6. La clave vendría a ser que las medidas correctas se traduzcan en un mayor crecimiento en beneficio de quienes están en situación de pobreza. Sabemos que aquí es esencial la productividad y eso toma cuerpo estos días con la precisión de los factores microeconómicos que tienden a limitar el alcance real de los logros macroeconómicos en países como el nuestro (Santiago Levy, ‘Esfuerzos mal recompensados: La elusiva búsqueda de la prosperidad en México’, BID, 2018).

7. Con una economía sólida y abierta al mercado, la mala asignación de recursos puede generar una productividad no sólo muy baja sino persistente y contagiosa. Esto obedece a fallas en las políticas fiscales, laborales y de seguridad social que traen incentivos perversos y reducen el crecimiento económico, con un tasa media en México de 1.2% entre 1996 y 2015 en términos per cápita.

8. Aunque la desigualdad deba esperar, el objetivo central es abatir la pobreza y, en lugar de dádivas, para ello se necesitan diversos aciertos en política económica y social, así como correcciones que eviten la desaparición de empresas productivas con la supervivencia de otras más pequeñas e improductivas. Levy ha precisado que no estará en el gabinete de López Obrador, si bien sus ideas y consejos podrán ayudar mucho en los aumentos de productividad y, claro, de salarios.

9. Todo se ve afectado también por los problemas de corrupción y estado de Derecho, junto con la improductividad de empresas clave como Pemex y CFE… No sé si el libro mencione esto pues aún no lo termino, pero ante las adversidades en cuanto a violencia, impunidad, crecimiento insuficiente y pobreza, dicen que la cuarta transformación podría ser “legalidad, legalidad y legalidad”.

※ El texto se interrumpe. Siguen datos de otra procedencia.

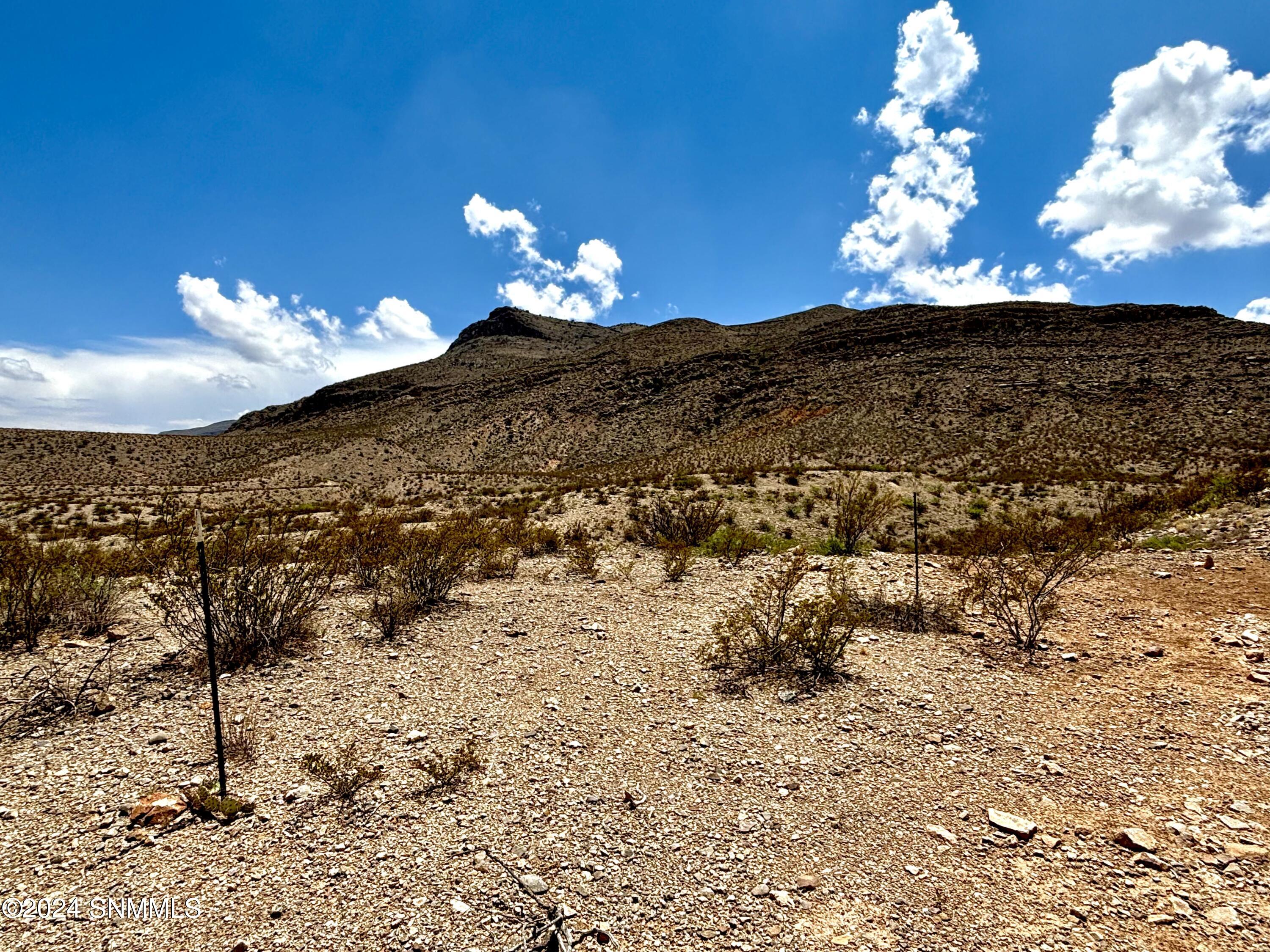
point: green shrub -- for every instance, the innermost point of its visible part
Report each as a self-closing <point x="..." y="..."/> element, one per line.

10. Está en el filo de la navaja, pues. De un lado se perciben restos del romanticismo de la izquierda universitaria en los años 70 y 80 del siglo XX. De otro, lo que el mundo y México han aprendido estas últimas tres décadas… que exige grados de solidez y disciplina no tan fáciles a corto plazo pero mucho más fructíferos a la larga. Se trata de ir sembrando con inteligencia y mejores elementos ahora y hacia las próximas generaciones, ya que nunca habrá soluciones mágicas ni inmediatas.

¿Habrá alguien que ayude a AMLO al advertir de estos puntos? Sin otros contrapesos, si acaso quedan algún asesor y los mercados.

* DONALD TRUMP NO ES tan tonto como lo hemos querido imaginar cuando repite groserías y tonterías o cuando se vuelve su peor enemigo. Todavía neófito en política, resulta un zorro ambicioso en diversos casos aunque deje enemigos por todos lados… Eso de que “Enrique” sea su amigo no es muy buena referencia que digamos, al menos para un mexicano.

La negociación bilateral en el marco de la actualización del TLCAN, nos deja ver que sabe elevar sus exigencias para luego ceder en algunas de ellas; que finalmente entendió que los acuerdos comerciales pueden ser beneficiosos para todos, y que encontró la forma de manejar las prisas a su favor al separar a México de Canadá y agarrarnos uno por uno… aunque pudiera desaparecer el Tratado trilateral.

Se debe de incluir a Canadá aun con las usuales amenazas de Trump en cuanto a aplicarle enormes aranceles. Peña Nieto y Videgaray prefieren irse del poder en medio de noticias como la de esta semana, pero aquí el interés de México y su nuevo gobierno está en el conjunto de América del Norte. Vamos a ver y creo que AMLO va aprendiendo bien en esta área.

Ya identifica al mandatario estadounidense como un vivales que a menudo trata de pasarse de listo, aunque tampoco es cosa de perder la serenidad o compostura en asuntos formales entre países. El respeto y la dignidad serán buenos recursos ante individuos ventajosos.